35. Next, we went on to consider the time taken for the call-back. From her records, we can see Mrs T’s initial call to NHS 111 on 8 January was completed at 6.34pm. She received a call-back from a clinician at 8.24pm. This meant a total time of one hour and fifty minutes between both calls, which was within a two-hour period.
36. As such, we do not consider there to be any injustice to Mrs T because the call-back took too long. We also cannot say that she may not have sadly died, as her condition did not change within the time of her getting a call-back. While she was incorrectly placed on a six-hour call-back period, she was called within two hours.
37. We also realise it has been difficult for Mrs T’s family to learn that she was incorrectly put on a six-hour period for a clinician call-back. This is an injustice which has caused upset and distress. We have considered what the Trust has done to put things right later in this report.

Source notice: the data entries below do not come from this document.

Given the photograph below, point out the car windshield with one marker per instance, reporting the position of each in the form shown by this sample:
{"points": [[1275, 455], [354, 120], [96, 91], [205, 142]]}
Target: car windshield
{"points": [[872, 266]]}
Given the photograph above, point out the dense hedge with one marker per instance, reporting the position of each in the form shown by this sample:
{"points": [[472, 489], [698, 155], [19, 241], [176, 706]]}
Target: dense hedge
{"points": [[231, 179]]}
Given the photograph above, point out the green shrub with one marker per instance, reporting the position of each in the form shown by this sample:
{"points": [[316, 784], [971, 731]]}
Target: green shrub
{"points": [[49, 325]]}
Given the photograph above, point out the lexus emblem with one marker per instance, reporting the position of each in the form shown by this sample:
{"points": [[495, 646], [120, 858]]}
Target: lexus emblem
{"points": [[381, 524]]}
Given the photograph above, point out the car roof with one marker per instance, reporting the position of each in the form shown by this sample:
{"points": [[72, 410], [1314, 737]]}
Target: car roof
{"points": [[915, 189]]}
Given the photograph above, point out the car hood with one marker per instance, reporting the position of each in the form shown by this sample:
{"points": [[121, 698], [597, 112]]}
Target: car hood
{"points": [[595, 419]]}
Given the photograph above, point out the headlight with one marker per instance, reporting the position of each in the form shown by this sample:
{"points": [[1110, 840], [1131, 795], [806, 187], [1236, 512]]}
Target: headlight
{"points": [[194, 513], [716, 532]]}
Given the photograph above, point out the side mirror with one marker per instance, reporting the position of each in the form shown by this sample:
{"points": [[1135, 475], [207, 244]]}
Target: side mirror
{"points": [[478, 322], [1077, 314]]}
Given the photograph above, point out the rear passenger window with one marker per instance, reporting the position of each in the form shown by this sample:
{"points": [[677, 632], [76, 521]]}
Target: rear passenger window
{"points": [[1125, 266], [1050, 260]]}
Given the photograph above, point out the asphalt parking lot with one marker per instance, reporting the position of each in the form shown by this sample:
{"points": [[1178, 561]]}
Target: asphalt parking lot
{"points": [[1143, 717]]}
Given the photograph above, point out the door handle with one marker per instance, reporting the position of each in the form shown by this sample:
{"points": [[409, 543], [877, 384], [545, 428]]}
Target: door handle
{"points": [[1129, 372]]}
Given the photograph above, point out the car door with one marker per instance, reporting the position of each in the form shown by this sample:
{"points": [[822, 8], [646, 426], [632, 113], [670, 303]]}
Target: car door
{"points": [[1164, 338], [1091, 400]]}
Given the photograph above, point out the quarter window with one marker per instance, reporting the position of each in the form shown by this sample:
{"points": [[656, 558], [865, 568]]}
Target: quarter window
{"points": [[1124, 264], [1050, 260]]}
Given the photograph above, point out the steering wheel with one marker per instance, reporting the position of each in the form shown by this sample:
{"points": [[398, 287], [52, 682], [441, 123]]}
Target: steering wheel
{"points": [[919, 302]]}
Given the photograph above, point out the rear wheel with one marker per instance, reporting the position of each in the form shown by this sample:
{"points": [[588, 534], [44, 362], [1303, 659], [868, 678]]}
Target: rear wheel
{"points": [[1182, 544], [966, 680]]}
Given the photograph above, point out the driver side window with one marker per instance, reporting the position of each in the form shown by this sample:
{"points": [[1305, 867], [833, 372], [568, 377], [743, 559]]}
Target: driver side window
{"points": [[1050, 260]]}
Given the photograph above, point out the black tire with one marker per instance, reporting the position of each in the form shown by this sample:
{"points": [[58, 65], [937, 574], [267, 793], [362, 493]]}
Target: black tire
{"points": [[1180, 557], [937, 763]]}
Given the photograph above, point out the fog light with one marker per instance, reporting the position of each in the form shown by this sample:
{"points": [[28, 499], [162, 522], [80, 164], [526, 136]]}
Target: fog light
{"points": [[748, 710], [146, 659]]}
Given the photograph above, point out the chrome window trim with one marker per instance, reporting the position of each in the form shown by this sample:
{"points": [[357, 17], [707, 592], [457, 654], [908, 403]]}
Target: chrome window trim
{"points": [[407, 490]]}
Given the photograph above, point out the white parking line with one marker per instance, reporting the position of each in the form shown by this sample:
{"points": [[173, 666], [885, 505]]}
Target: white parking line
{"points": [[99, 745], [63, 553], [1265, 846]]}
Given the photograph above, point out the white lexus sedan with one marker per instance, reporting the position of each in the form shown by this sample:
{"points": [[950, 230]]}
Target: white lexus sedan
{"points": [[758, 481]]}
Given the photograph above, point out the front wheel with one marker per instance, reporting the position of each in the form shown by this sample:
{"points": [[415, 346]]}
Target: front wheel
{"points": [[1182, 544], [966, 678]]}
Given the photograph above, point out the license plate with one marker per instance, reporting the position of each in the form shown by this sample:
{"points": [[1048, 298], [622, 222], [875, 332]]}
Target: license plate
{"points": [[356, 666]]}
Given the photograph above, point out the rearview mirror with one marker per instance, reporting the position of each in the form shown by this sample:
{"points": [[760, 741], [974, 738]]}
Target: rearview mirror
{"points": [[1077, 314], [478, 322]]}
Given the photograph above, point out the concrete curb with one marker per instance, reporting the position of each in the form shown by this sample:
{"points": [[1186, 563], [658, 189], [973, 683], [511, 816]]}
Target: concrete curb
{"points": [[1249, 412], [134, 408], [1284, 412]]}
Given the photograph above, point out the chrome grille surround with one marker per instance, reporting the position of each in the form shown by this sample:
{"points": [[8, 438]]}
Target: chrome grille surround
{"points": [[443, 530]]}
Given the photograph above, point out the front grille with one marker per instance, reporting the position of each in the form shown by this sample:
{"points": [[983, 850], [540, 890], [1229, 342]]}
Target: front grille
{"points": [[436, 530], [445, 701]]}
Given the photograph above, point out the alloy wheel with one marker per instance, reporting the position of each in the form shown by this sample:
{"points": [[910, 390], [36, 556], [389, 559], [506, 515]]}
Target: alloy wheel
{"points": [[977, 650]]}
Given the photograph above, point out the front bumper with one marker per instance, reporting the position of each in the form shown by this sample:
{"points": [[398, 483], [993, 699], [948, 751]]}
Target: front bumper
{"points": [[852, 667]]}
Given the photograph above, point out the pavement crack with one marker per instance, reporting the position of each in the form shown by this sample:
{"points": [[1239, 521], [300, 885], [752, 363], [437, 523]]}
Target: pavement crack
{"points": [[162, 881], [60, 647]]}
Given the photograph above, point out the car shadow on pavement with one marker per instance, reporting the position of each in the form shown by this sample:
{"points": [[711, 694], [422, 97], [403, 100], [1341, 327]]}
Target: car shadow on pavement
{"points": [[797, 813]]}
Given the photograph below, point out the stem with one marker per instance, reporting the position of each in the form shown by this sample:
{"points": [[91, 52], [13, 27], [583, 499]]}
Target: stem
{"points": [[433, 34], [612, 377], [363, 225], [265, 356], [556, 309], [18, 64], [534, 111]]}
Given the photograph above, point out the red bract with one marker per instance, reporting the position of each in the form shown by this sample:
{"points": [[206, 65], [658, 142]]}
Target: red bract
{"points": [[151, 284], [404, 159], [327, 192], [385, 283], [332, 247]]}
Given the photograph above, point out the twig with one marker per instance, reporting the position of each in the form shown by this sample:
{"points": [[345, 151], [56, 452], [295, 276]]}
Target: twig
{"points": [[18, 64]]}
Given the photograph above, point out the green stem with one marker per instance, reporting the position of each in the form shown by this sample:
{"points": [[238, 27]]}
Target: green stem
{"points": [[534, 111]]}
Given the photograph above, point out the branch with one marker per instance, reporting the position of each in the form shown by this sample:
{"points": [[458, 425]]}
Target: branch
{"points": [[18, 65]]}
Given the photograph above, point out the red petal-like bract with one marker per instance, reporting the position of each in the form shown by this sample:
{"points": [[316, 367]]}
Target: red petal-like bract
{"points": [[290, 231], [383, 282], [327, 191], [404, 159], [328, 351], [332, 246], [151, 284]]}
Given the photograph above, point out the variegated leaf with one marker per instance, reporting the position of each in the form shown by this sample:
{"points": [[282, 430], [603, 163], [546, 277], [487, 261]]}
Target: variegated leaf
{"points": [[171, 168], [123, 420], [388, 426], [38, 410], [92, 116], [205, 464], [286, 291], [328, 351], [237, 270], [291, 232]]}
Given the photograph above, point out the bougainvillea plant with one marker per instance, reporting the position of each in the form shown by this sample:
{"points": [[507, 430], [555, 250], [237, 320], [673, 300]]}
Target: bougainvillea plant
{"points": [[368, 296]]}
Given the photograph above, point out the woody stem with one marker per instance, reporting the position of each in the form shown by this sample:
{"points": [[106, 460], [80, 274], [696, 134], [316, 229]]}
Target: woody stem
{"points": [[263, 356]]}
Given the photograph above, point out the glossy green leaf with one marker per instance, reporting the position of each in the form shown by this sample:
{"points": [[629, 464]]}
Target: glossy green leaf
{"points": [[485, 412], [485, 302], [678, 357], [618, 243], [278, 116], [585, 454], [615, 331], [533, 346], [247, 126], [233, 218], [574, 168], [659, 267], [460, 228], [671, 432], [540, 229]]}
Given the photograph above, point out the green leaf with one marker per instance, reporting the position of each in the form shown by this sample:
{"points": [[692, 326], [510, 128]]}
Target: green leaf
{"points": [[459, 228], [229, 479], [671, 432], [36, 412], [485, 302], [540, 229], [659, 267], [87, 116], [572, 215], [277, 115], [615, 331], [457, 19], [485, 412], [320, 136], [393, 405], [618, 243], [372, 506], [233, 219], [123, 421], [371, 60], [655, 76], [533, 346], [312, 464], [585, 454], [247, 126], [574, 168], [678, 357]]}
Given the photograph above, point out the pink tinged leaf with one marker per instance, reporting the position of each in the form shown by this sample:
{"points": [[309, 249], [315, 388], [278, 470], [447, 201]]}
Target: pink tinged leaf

Staff should have arranged for an ambulance
38. The NHS pathway systems clinical tool is also relevant here. However, the guidance for this is included within the system and we cannot get or access this without a product licence. Therefore, in line with our SMG, our adviser has provided their professional reasoning to help in our decision making.
39. Mrs A explains Mrs T was suffering from COVID-19 and was unable to do simple tasks like hold a hairbrush and was struggling to walk to her kitchen to get a drink. She thinks staff should have arranged an ambulance based on their triage and the symptoms described. However, no ambulance was arranged, and instead, she was prescribed antibiotics.
40. In its response, the Trust says Mrs T did not tell NHS 111 about her breathlessness symptoms. Therefore, her reported symptoms at the time of this call did not need an ambulance response.
41. The Trust also explained ambulance referrals can made in many assessment pathways. These may be placed into lower positions or requirements within a pathway but can be increased by clinicians if they feel it is needed.
42. The need for an ambulance and its urgency is usually reached when life threatening symptoms are present such as severe breathing difficulties, chest pain suggesting cardiac arrest, severe bleeding, fitting, possible stroke, an unconscious patient, and some mental health symptoms amongst other possible situations.
43. We have carefully considered Mrs T’s records and the information she gave during her calls. During the call on 8 January, she did not identify or disclose any immediately life-threatening signs or symptoms. She denied any shortness of breath multiple times to both the HA during module one triage and the clinician during her call-back.
44. From our clinical advice, had staff identified any life-threatening or potentially life-threatening symptoms during the module one triage or the clinician call-back, these would have been escalated by NHS pathways system or the clinician, and an ambulance would have been arranged. Mrs T may have needed an ambulance at a later date, however, it was not needed at this time.
45. As such, we have seen no reason for the Trust to arrange an ambulance, and our decision is the Trust did not do anything wrong.